Die Ereignisse von vor rund neunzig Jahren sind vergleichbar, aber nicht gleichsetzbar mit der Schoa. Die Jungtürken ermordeten Abertausende Armenier. Zu Beginn des vergangenen Jahrhunderts ermordeten die Deutschen Hereros in Südwestafrika, und aktuell werden afrikanische Volksgruppen im Sudan von den arabischen Janjawid-Milizen vergewaltigt und abgeschlachtet. Dennoch hebt sich die Schoa von anderen Massenmorden der Vergangenheit ab - unter anderem, weil er keinerlei realem Konflikt zwischen dem deutschen Volk und den Juden in Deutschland oder in der Welt entsprang. Der jüngst in der ZEIT erhobene Vorwurf, für das offizielle Israel habe es - um dieser Exklusivität des Holocaust und der Beziehungen zur Türkei willen - bis heute keinen Völkermord an den Armeniern gegeben, kann man insofern als polemischen Unsinn widerlegen, als man sich wohl an keinem anderen Ort der Welt der Singularität der Schoa mehr bewußt ist - Israel hat keinen "genozidalen Hierarchieverlust" zu fürchten. Wie nirgends sonst weiß man im Judenstaat um das große Leid, das das armenische Volk ertragen mußte.

Es gibt noch eine andere Parallele: Deutschland war tief verstrickt in die türkische Blutorgie. Hunderte deutsche Offiziere halfen dem Bündnispartner bei Planung und Durchführung der Deportationen. "Unser einziges Ziel ist, die Türkei bis zum Ende des Krieges an unserer Seite zu halten, ob darüber Armenier zu Grunde gehen oder nicht", notierte 1916 der deutsche Reichskanzler Theobald von Bethmann Hollweg.
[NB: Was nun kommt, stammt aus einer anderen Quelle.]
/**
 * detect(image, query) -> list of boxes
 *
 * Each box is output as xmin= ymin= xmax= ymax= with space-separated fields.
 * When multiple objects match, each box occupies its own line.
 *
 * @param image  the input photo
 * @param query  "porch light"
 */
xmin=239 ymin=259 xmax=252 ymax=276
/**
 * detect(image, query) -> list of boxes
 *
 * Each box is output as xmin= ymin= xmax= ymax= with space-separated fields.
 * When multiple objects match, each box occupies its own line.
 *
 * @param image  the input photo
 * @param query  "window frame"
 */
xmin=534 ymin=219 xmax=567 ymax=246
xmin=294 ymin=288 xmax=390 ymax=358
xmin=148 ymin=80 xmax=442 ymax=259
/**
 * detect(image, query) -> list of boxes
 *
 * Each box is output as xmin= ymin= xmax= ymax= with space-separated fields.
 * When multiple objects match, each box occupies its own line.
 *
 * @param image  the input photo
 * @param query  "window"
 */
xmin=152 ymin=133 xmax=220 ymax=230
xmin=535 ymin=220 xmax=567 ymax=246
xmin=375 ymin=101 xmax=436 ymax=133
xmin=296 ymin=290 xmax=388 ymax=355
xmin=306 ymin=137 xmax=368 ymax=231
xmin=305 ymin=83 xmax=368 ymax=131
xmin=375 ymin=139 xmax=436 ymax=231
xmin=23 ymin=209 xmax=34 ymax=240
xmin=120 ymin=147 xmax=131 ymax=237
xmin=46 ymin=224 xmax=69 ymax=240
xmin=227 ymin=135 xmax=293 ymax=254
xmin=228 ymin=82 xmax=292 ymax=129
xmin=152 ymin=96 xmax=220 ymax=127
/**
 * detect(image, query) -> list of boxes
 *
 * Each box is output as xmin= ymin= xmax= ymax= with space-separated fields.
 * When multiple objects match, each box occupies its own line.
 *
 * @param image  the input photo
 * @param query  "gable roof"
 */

Und Friederich Bronsart von Schellendorf, der als Generalstabschef das osmanische Feldheer führte, ließ alle rassistischen Hemmungen fallen, als er ausführte: "Der Armenier ist wie der Jude, außerhalb seiner Heimat ein Parasit, der die Gesundheit eines anderen Landes, in dem er sich aufhält, aufsaugt." Diesen Herrn finden wir folgerichtig 1924 im faschistischen Frontbann und 1925 als Führer des großdeutsch völkischen Tannenberg- Bundes an der Seite Erich Ludendorffs wieder. "Kameraden" vom Schlage eines von Schellendorf legten mit ihrer Beteiligung am Armeniermord die ideologische Grundlage zum Judenmord der Nazis und zu dessen praktischer Durchführung. Deutsche Uniformträger und Administratoren sammelten hier logistische und infrastrukturelle Erfahrungen, die sie zum Holocaust mit inspirierten.
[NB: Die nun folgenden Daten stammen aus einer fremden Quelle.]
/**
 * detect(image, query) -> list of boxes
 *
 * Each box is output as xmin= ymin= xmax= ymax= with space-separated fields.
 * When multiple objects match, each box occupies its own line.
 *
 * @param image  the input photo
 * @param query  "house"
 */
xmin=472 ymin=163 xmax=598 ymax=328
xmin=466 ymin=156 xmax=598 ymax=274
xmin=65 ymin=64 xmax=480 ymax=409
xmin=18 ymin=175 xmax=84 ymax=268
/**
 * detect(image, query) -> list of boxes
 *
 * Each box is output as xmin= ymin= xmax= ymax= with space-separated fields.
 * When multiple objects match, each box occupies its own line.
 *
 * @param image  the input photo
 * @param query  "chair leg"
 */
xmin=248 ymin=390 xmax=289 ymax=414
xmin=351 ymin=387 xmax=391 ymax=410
Adolf Hitler wußte um den Genozid an den Armeniern, als er den Holocaust an den Juden plante. Um auch die letzten moralischen Bedenken vor dem Vernichtungskrieg zu beseitigen, sagte Hitler am 22. August 1939 vor Militärs und SS-Komman- deuren: "Wer redet heute noch von der Vernichtung der Armenier?" Zehn Tage später überfiel die Wehrmacht Polen.
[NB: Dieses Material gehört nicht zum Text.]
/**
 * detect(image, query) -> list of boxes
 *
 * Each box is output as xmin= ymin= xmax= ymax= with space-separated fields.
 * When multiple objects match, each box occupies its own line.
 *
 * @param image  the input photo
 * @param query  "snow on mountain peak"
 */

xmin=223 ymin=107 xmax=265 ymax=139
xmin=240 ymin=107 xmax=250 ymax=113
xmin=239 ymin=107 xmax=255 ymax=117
Der Völkermord an den Armeniern wird bis heute von der türkischen Regierung bestritten. Für Historiker ist klar, daß türkische Einheiten im Ersten Weltkrieg Hunderttausende Armenier aus ihren Dörfern trieben und auf Todesmärschen ermordeten oder umkommen ließen. Der Großwesir Damad Ferid Pascha gestand im Juni 1919 die Verbrechen öffentlich ein, einige Täter wurden verurteilt.